There is a growing interest in focusing disease prevention on achieving a good level of immunity and digestive health. There are numerous lines of research aimed at developing better nutritional immunomodulation strategies to improve animal health and thus zootechnical parameters.
The intestinal microbiota of the piglet is established within a few days after birth (some authors note that after 48 hours from birth) and its composition depends on factors such as the microorganisms existing in the birth canal, contact with maternal feces or contact with the udder skin after the first colostrum feedings (Nowland et al., 2019). In the conformation of this intestinal microbiota, the cleanliness of the environment in which the sows find themselves during gestation (mainly the last third) and lactation also plays a very important role (Law et al., 2021).
This microbial colonization of the gut in the first hours of life directly influences the physiology and development of the host, shaping its phenotype (Everaert et al., 2017) and plays an essential role in modulating the immature gastrointestinal tract to generate functionally efficient systems when the animal is an adult.
Therefore, from a practical point of view, we can say that the neonatal stage, and even prepartum in breeding sows, may be the most efficient times to influence the microbiota, establishing more robust and lasting benefits in piglets.
One of the most popular strategies at present is the use of postbiotics, which can be defined as molecules or compounds of non-viable bacterial products that possess bioactive properties. But what do we know about the role of postbiotics in the intestinal health of piglets?

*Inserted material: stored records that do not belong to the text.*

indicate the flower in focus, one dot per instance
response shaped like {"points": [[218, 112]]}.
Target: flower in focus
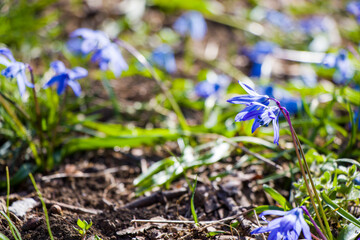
{"points": [[354, 9], [344, 68], [66, 77], [163, 56], [291, 103], [214, 85], [257, 55], [287, 227], [257, 108], [14, 69], [106, 53], [191, 23]]}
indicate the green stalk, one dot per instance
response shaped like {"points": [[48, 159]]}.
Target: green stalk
{"points": [[43, 205], [157, 78], [328, 231], [110, 91]]}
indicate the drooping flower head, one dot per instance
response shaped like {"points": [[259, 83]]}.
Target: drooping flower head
{"points": [[354, 9], [214, 85], [344, 68], [291, 103], [287, 227], [14, 69], [257, 55], [163, 57], [66, 77], [257, 108], [105, 53], [191, 23]]}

The objective of this study was to evaluate the effect of the administration of postbiotic products in the feeding of the mothers (Duroc x Iberian) in crossbred piglets (Duroc x Iberian).INGUBAL Swine®.) during gestation-lactation as well as directly orally (PORCIBAL® PORCIBAL) to piglets in the first week of life, on different health and productive parameters.

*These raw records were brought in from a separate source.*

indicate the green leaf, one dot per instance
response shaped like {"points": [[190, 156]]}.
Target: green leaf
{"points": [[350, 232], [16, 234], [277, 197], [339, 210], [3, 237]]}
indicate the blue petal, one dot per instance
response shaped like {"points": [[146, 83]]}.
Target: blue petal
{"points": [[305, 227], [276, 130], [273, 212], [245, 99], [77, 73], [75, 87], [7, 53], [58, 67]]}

Animals and experimental design

This study is a continuation of the work published in No. 002 of the journal Tierra porcino (García-Jiménez et al., 2023), in which a reduction in neonatal mortality was observed in piglets from dams supplemented with the postbiotic INGUBAL Swine®.
The experience has been carried out in a commercial farm of Iberian pigs located in Mérida (Badajoz). The study used 56 Iberian sows weaned at 28 days post-partum and artificially inseminated (AI) at 3 days post-weaning. After positive gestation diagnosis (35 days post AI), two groups were made based on the two types of prepartum and lactation feeding. Control group or conventional feed (CM) formed by 28 sows and Postbiotic group (PM) formed by another 28 sows that were supplemented with the postbiotic INGUBAL Swine® (2 kg/tn) incorporated in the conventional feed. The feed supplemented with the postbiotic began to be used after the confirmation of gestation and was maintained throughout prepartum (86 days) and until the end of lactation (28 days), for a total of 104 days of consumption.
In this part of the study we have focused mainly on the monitoring and analysis of different productive indexes and health parameters recorded during the lactation phase of the piglets obtained from the selected sows. A total of 197 piglets were used, distributed in 4 experimental groups according to the treatment received by their mothers and by the piglets themselves. The experimental groups were distributed as shown in Table 1.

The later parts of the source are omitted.